Em março de 2014, o STF, em sede de reclamação (RCL 17251), suspendeu liminarmente a incidência do IPCA e determinou a manutenção da decisão do STJ de outubro de 2011 até a modulação dos efeitos da decisão do STF de março de 2013.
Decorrido um ano, o STF modulou a decisão que havia proferido anteriormente, especificamente no tocante à inconstitucionalidade da EC 62/09 e fixou que até 25/03/2015 a correção monetária das dívidas da Fazenda Pública se daria pela TR e a partir daí estabeleceu a sua substituição pelo IPCA-E.

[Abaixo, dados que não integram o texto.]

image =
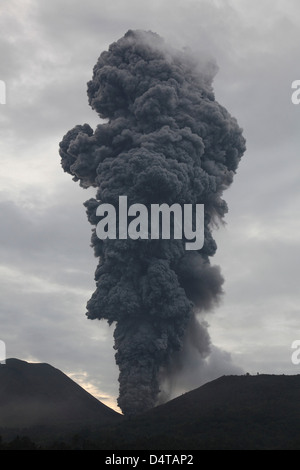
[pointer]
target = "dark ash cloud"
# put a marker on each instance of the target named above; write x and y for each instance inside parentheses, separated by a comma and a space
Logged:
(166, 140)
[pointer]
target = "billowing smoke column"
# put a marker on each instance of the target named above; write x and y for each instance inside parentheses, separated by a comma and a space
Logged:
(164, 140)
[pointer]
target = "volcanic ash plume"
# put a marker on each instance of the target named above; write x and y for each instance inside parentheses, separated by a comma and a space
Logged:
(164, 140)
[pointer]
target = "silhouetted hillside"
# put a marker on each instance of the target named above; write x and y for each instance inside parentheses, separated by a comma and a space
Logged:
(39, 396)
(232, 412)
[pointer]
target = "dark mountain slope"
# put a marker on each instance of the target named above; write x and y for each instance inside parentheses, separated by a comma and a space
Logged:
(34, 395)
(232, 412)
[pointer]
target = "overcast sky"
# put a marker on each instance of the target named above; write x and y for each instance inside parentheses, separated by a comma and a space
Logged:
(48, 50)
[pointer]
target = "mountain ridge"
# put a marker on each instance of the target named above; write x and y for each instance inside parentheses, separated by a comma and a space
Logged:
(231, 412)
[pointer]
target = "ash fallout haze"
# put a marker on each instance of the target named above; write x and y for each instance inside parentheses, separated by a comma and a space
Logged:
(166, 140)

Em 26/09/2017, no julgamento do Tema 810 (RE 870.947/SE), o STF finalmente modulou os efeitos da decisão no que diz respeito à inconstitucionalidade do art. 5º da Lei 11.960/09 e estabeleceu que, nos cálculos de cumprimento de sentença, a correção monetária aplicada às dívidas da Fazenda Pública deve ser o IPCA-E, desde a data fixada na sentença. O STF também reafirmou que os juros moratórios devem ter como parâmetro a remuneração da caderneta de poupança (0,5% ao mês).
A jurisprudência do Tribunal de Justiça de São Paulo, ao analisar a correção e juros devidos pela Fazenda Pública, tem se posicionado consoante a orientação do STF. (TJSP, Agravo de Instrumento nº 2200549-02.2017.8.26.0000, j. em 27/11/17; TJSP, Apelação nº 1022782-63.2016.8.26.0053, j. 22/11/2017; TJSP, Apelação nº 0004147-46.2014.8.26.0627, j. 18/02/2017)
Como se vê, trata-se de tema de muita relevância para todas as esferas da administração pública, o que justifica as constantes alterações havidas no entendimento dos Tribunais Superiores.
Aguarda-se, contudo, que a resolução da matéria pelo STF possa se consolidar, visando a necessária segurança jurídica, tanto para a Administração Pública quanto para o particular.
 
[1] Art. 1o-F.  Nas condenações impostas à Fazenda Pública, independentemente de sua natureza e para fins de atualização monetária, remuneração do capital e compensação da mora, haverá a incidência uma única vez, até o efetivo pagamento, dos índices oficiais de remuneração básica e juros aplicados à caderneta de poupança.